Bacevich argues that these convictions, which are not exclusively Republican or Democratic, have been a part of the American mythos for quite some time. Bacevich argues that the American people are ultimately responsible for reigning in imperial presidencies, changing national security priorities and American military strategy, ending dependence, combating climate change, and creating a post-fossil fuel economy. However, “As long as American remain in denial—insisting that the power of the United States is without limits, they will remain unlikely to do any of these things. Instead, abetted by their political leaders, they ill continue to fancy that some version of global war offers an antidote to Islamic radicalism.”

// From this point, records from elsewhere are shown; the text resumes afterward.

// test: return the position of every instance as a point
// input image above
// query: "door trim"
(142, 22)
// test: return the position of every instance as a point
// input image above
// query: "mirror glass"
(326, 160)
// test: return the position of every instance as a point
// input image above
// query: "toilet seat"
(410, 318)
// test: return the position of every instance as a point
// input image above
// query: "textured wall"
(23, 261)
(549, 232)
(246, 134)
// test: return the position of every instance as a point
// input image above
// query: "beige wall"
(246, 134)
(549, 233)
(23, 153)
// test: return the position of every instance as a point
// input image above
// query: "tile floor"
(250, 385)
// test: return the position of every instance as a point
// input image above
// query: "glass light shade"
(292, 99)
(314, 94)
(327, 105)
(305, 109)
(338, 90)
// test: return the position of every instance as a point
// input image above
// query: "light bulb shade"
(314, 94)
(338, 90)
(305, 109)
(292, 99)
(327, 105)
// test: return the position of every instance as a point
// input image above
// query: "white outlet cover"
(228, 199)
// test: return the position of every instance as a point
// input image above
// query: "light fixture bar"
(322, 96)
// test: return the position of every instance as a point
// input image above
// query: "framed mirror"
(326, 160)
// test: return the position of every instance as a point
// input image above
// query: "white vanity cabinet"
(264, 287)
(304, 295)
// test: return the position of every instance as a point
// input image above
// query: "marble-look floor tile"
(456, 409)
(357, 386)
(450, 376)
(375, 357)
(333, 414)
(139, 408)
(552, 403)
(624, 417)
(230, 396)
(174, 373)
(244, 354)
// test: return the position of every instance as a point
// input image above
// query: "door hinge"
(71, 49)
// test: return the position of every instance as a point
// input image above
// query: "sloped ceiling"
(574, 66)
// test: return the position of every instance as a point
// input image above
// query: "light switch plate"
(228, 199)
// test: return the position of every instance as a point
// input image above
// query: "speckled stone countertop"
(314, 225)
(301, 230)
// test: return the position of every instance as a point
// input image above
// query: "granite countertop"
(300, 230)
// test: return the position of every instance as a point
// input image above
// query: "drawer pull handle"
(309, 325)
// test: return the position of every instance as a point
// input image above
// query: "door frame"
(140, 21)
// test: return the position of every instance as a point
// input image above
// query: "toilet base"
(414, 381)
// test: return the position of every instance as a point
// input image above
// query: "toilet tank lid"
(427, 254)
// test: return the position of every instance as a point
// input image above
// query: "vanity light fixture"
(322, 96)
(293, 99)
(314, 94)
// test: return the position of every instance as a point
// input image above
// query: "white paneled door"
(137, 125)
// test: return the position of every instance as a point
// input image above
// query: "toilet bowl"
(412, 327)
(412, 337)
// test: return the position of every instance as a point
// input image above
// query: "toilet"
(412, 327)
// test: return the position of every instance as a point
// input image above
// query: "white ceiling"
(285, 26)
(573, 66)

Call of Duty: World at War’s success indicates that Americans are literally invested in these ideas as it essentially co-opts those convictions and puts them into a violent, first-person format. While the game’s first-person format ensures that the player must follow objectives, the choice of World War II as the game’s setting suggests both that history has a purpose and that the purpose is to ensure American freedom both at home and abroad. While the game is very graphic and speaks to the uncertain nature of war, the very violence and uncertainty is romanticized and sensationalized in the name of freedom. At one point in the game, the objective is literally to kill captured German soldiers, a gross celebration of human rights abuses. However, this act is conducted while playing as a Russian soldier, thus ensuring that the US would never conduct such an atrocity during wartime. The game systematically moves through both fronts, as the final American battle is the assault on Shuri Castle and the final eastern battle is the assault on the Reichstag. The lesser-known assault on Shuri Castle, while of course ensuring freedom at home and abroad, carries the additional emotional weight of fighting on behalf of a deceased commander, as Sergeant Roebuck is killed right at the start of the final battle (note: this may change depending on character actions) who is voiced by none other than Kiefer Sutherland (no cultural explanation needed there). The one exception is the Soviet capture of the Reichstag, which ends with the character placing the Soviet flag on top of the building, ensuring the fall of Nazi Germany.
Many game critics have voiced their displeasure over the repeated use of World War II as the setting of most war games, suggesting that its use is the result of a lack of imagination. I say the repeated use is the way that World War II helps fit the American mythos surrounding war, and this mythos is one that we, myself included (I did buy the game), are all too ready to embrace.